Tips and Variations:

  • Experiment with fillings: Let your creativity run wild! Use whatever you have on hand – leftover roasted vegetables, seasoned ground meat, cheese, beans, or even a simple spread of hummus.
  • Make it ahead: These tortillas can be made ahead of time and stored in an airtight container in the refrigerator for a few days. Reheat them gently in a pan or microwave before serving.
  • Add herbs and spices: Feel free to experiment with different herbs and spices to customize the flavor of your tortillas. A pinch of garlic powder, onion powder, or paprika can add extra depth of flavor.
  • Adjust the flour: If you prefer a slightly denser tortilla, increase the amount of flour. If you want a thinner tortilla, use a little less.
  • Gluten-free option: This recipe is naturally gluten-free, making it a great option for those with dietary restrictions.
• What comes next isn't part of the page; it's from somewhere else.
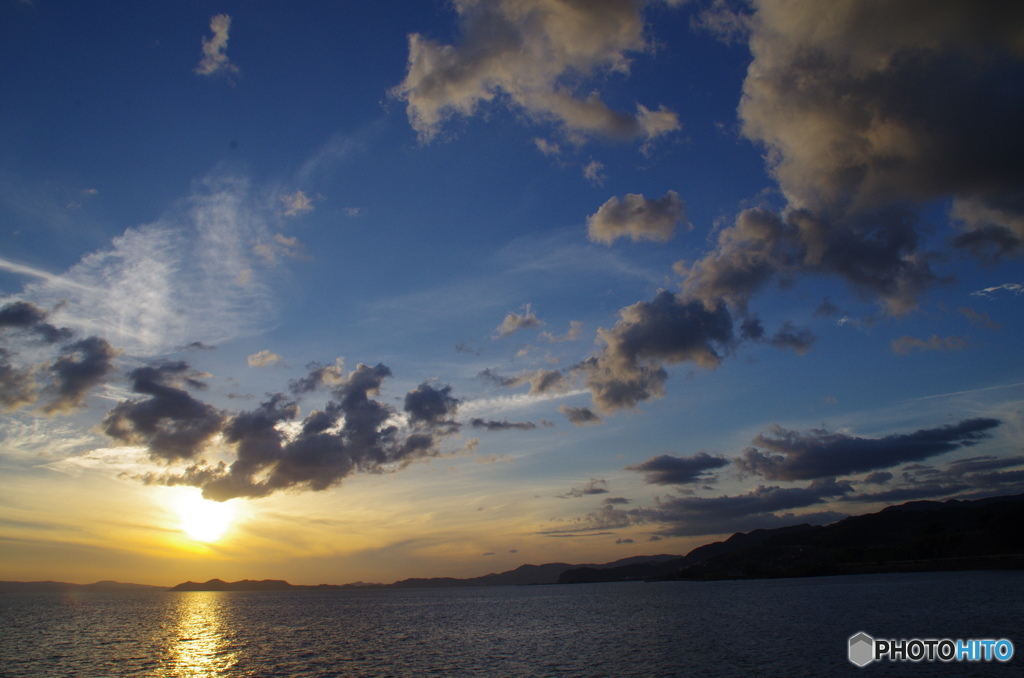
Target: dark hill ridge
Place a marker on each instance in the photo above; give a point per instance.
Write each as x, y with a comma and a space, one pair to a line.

Beyond just being a quick and easy recipe, these tortillas represent so much more to me. They represent a commitment to healthy eating, a celebration of simple ingredients, and a way to connect with my family around the dinner table. They are a small act of self-care amidst the chaos of daily life, a reminder that even in the midst of busyness, we can nourish ourselves and our loved ones with delicious and healthy food.

Try this recipe, and I’m confident it will become a new favorite in your household as well. Happy cooking!

Step-by-step

    • Preheat the oven to 180C.
    • Prepare a baking tray covered with baking paper. Set aside.
    • Wash the zucchini (leave the skin on).
    • Using a grater, finely grate the zucchini.
    • Squeeze the extra water with your hands. Discard the zucchini juice.
    • Press the grated zucchini into a measuring cup until it reaches 1 cup. Set aside in a mixing bowl.
    • Add eggs and combine with the dry ingredients: arrowroot flour, coconut flour, oregano, salt, and pepper. It will form a batter that is not too moist. If too moist (this could happen if you did not squeeze out the zucchini water very well), add an extra tablespoon of coconut flour to absorb the moisture.
    • Using a 6cm mechanical ice cream scoop, scoop some zucchini tortilla batter onto the baking paper.
    • Using your finger, press the batter until thin and shape a round tortilla. It should not be thicker than 0.2 mm.
    • Repeat until you scoop all the batter. The recipe makes about 6 tortillas, 10 cm in diameter.
    • Bake for 20-30 minutes, or until the tortillas are brown on the sides and hold together.
    • Cool down on a rack to keep them moist.
    • Eat hot or cold. Fill with your tortilla filling of choice: grilled chicken, salad, grated carrots, etc.